Let me be clear: I love my job—especially when it involves taste-testing upwards of 20 bars to determine the best chocolate bars to gift. The seven options below were the very best of the best. So, if you find yourself in the market for something special between now and mid-Feb (or really any time you want to surprise and delight your partner or friends), consult the list below. There’s sure to be something for chocolate lovers of all stripes.
Let’s begin with the best of the best. Just as the old adage “don’t judge a book by its cover” falls short from time to time, so does the premium chocolate bar equivalent. In the case of Compartés, always judge a bar by its wrapper. While the Los Angeles-based brand has been around for a few years (and again, The Strategist already considers it passé), the bars boast the perfect intersection of art and artisanal. Sure, in the world of “it” chocolate, we might always be chasing the next best thing—and emerging brands are bound to build on it—I’m happy to give credit where delicious credit is due.
Fine & Raw Chocolate
The name! The branding! The doesn’t-take-itself-too-seriously approach! While I committed to writing off any brand that joined two words with an ampersand long ago, Fine & Raw perfectly encapsulates the product. Each organic bar is handmade in Brooklyn, perfectly executing and continuing the bean-to-bar revolution. And while the final result borders on addicting, the makers of Fine & Raw are all about the process. Clean ingredients, plant-based products, ethical and sustainable production, and quality sourcing. Can your Hershey’s bar say the same?
I always questioned whether flying premium with JetBlue (the classification is termed “Mint” by the brand) was worth paying top dollar for. And then I found out that all passengers not only received free-wifi and lie-flat seats (luxury!) but they could also snack on Raaka mini chocolate bars. After trying Raaka Chocolate myself, I’m rethinking my United alliance. Kidding… kind of.
But truly, for a brand that’s been around since the surge of artisanal chocolate bars hit Brooklyn in 2010, Raaka knows how to play the long game. And as chocolate connoisseurs, we’re reaping the tasty results. Sure, I won’t pretend it wasn’t the large swaths of vibrant color covering their bars that first drew me in. And I won’t deny the buzzword-utilizing flavors that kept me intrigued. But all of this together, combined with over a decade of dominance in the chocolate world, has me coming back (and back again). Everyone deserves a taste of Raaka.
Mission Chocolate is based in São Paulo, Brazil. The chocolate maker herself, Arcelia Gallardo, began her career at the famed Dandelion Chocolate (another winner on this list). Gallardo loves to dive deep into every part of the chocolate-making process, making painstaking efforts to ensure that each bar tastes like nothing you’ve ever had before—in the best way possible. Not only that, but she also aims to grow and expand the bean to bar movement in Brazil and played a significant role in beginning the Association of Bean to Bar Brasil Makers.

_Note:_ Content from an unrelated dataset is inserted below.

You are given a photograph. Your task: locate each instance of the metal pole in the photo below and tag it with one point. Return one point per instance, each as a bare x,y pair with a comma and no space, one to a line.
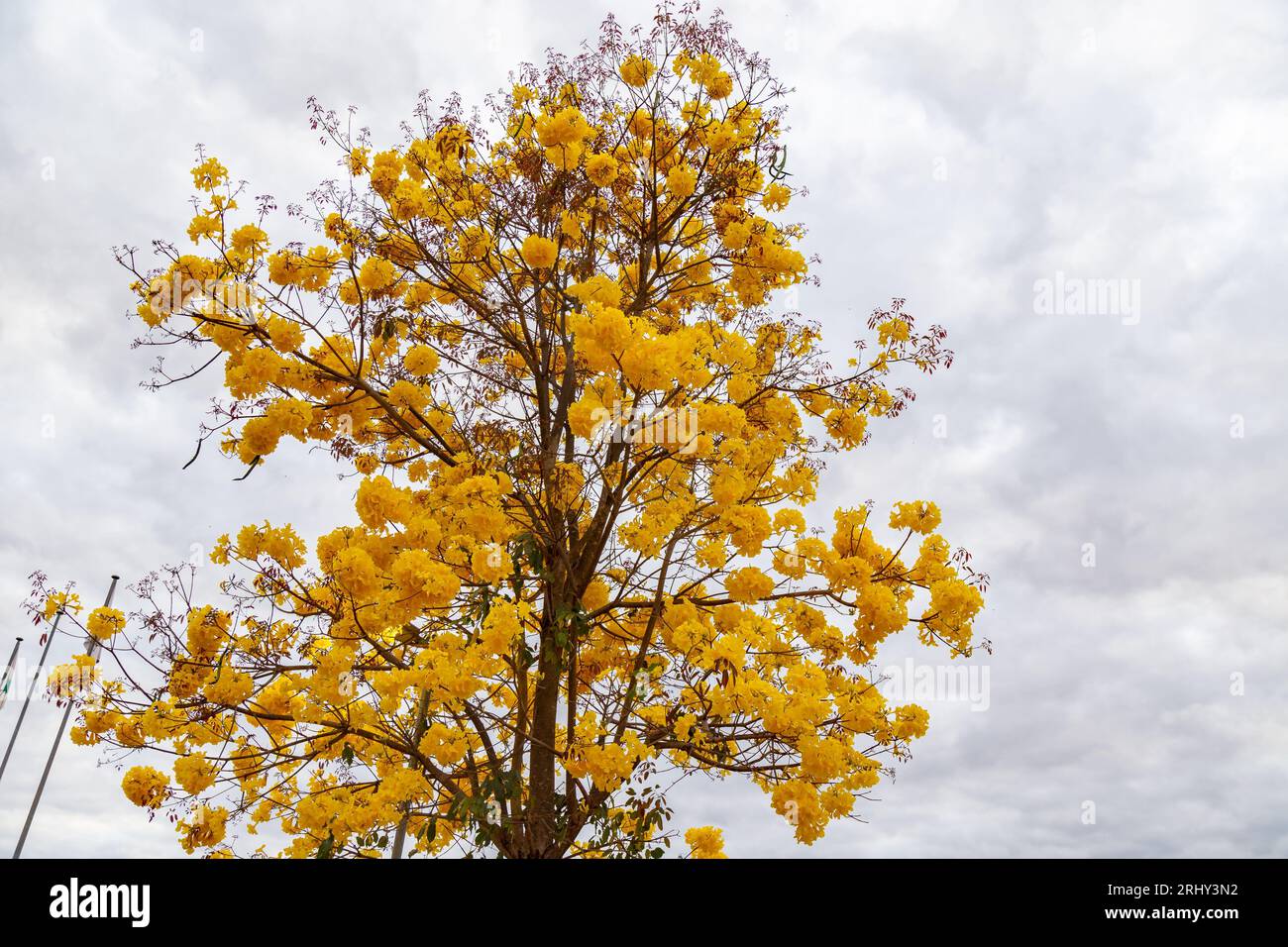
22,714
35,800
8,673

I’d consider that a good reason to splurge on something tasty.
Matchaful has officially answered my incessantly-voiced prayers. Getting my favorite beverage in (vegan) chocolate form? Brilliant. The brand is known for sourcing the best Japanese matcha and curating a beautiful selection of matcha-infused edible goods (granola, crisps, and of course, chocolate). Their focus on quality is evident in not only the product, but the experience of visiting any of the three NYC-based cafés. Everything from the packaging to the preparation to the beautiful final product is carefully considered. And with a focus on sharing goods that can be woven into your daily routine, it’s no wonder we became converts immediately.
As promised, the famed Dandelion Chocolate made the cut. The small-batch brand is based in San Francisco but sources single-origin chocolate from around the world (think: Liberia, Madagascar, and Tanzania). And while I love a little crunch and added texture to my chocolate, with cacao beans this pure and minimally processed, it’d be a shame to cover the flavor up.
Controversial, I know, but I’ll admit—I’m a Mast fan through and through. Yes, the brand did face allegations in 2015 that its chocolate was *so good* because it contained melted-down bits of the best, but the company has since regrouped and revamped. We also can’t have a conversation about the best chocolate bars to gift without including the OG in an honorary spot. In a 2015 Vanity Fair article, the publication cited Mast as being responsible for “introducing artisanal chocolate to mainstream American culture” and that’s certainly something we have to thank them for. I’ll happily do so by purchasing a (some say it is, some say it isn’t) “overpriced” bar.